Tuesday, 2 April 2013

A weak APPEA* response last night to the ABC Four Corners program on the Australian coal seam gas industry


Australian domestic swimming pools generally hold between 22,000 and 60,000 litres of water,
with the average being between 40,000 and 50,000 litres. [Poolexpress.com.au 2011]

*  APPEA is the Australian Petroleum Production & Explration Association

Taking coal seam gas industry representative Rick Wilkinson’s statement at face value and using the highest domestic swimming pool volume quoted above, then the entire CSG industry in New South Wales generated only 120,000 litres of production/waste water in the fourth quarter of 2012.

That is only 0.12 of a megalitre from 1 September through to 31 December.

If true this is only part of the story, as the State government did not lift its ban on fracking until 1 September and the industry was not meeting 2012 exploration/production schedules by December.

It is also only part of the story because mining companies in this state appear to produce anywhere from 60,000 to 6 million litres of water annually per pilot well.
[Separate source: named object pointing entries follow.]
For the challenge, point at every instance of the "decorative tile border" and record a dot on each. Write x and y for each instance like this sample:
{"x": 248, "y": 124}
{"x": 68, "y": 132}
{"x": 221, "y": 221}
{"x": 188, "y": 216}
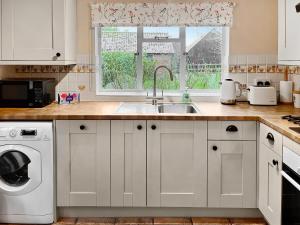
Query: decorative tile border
{"x": 253, "y": 68}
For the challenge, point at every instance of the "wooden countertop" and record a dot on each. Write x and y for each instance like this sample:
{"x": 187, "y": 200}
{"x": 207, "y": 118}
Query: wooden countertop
{"x": 269, "y": 115}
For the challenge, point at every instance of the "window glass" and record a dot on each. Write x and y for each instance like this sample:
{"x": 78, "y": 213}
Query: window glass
{"x": 161, "y": 54}
{"x": 204, "y": 57}
{"x": 161, "y": 32}
{"x": 128, "y": 57}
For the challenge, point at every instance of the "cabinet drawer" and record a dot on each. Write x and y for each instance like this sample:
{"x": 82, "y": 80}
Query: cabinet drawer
{"x": 83, "y": 126}
{"x": 232, "y": 130}
{"x": 271, "y": 139}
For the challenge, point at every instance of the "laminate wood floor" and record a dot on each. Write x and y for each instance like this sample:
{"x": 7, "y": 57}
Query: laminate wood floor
{"x": 161, "y": 221}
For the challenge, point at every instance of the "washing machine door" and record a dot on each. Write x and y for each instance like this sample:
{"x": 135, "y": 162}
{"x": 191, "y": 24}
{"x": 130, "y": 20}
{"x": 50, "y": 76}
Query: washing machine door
{"x": 20, "y": 169}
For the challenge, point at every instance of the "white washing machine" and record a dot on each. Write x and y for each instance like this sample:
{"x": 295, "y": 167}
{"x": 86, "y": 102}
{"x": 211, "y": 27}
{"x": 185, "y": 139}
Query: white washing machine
{"x": 26, "y": 172}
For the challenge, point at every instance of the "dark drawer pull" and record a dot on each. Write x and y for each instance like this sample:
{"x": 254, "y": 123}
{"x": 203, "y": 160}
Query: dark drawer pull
{"x": 270, "y": 137}
{"x": 232, "y": 128}
{"x": 275, "y": 162}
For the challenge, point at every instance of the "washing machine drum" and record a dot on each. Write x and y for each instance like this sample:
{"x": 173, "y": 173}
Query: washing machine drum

While a production well might generate as much as 20,000 litres of waste water each day or an estimated 1.8 megalitres each quarter if Queensland is any example.

Indeed, at one gas field in the Bowen Basin Santos reported an average initial daily water production rate of 0.20 megalitres per well per day which only declined to two domestic swimming pools worth of waste water per day after twelve years. Coal seam gas well life is predicted to be between 5 and 20 years for each well.

The National Water Commission predicts that the NSW coal seam gas industry may generate approximately 5.7–46.9 gigalitres of co-produced water from production of NSW’s current 2P reserves(2469 PJ) of which 0.697 gigalitres (697 million litres) is expected to be drawn from Clarence-Morton Basin groundwater.

Metgasco Limited currently stores over 20 megalitres of waste water in holding ponds in the Northern Rivers and it is nowhere near commencing commercial gas production in New South Wales. That volume equates with 333 domestic swimming pools.

Of course if Mr. Wilkinson meant Olympic-sized swimming pools then this would have produced as much as 5 megalitres of water over the last three months of 2012, which still does not come anywhere near giving a reliable picture of the industry’s capacity to draw on groundwater reserves in this state if it is allowed to proceed with so little government scrutiny of its plans and commercial operations.

What was so offensive about this and other Wilkinson tweet's last night was not his attempts to wildly spin issues raised by the Four Corners program, but his obvious belief that the general public were so stupid that his spurious 'proofs' would be accepted without demur.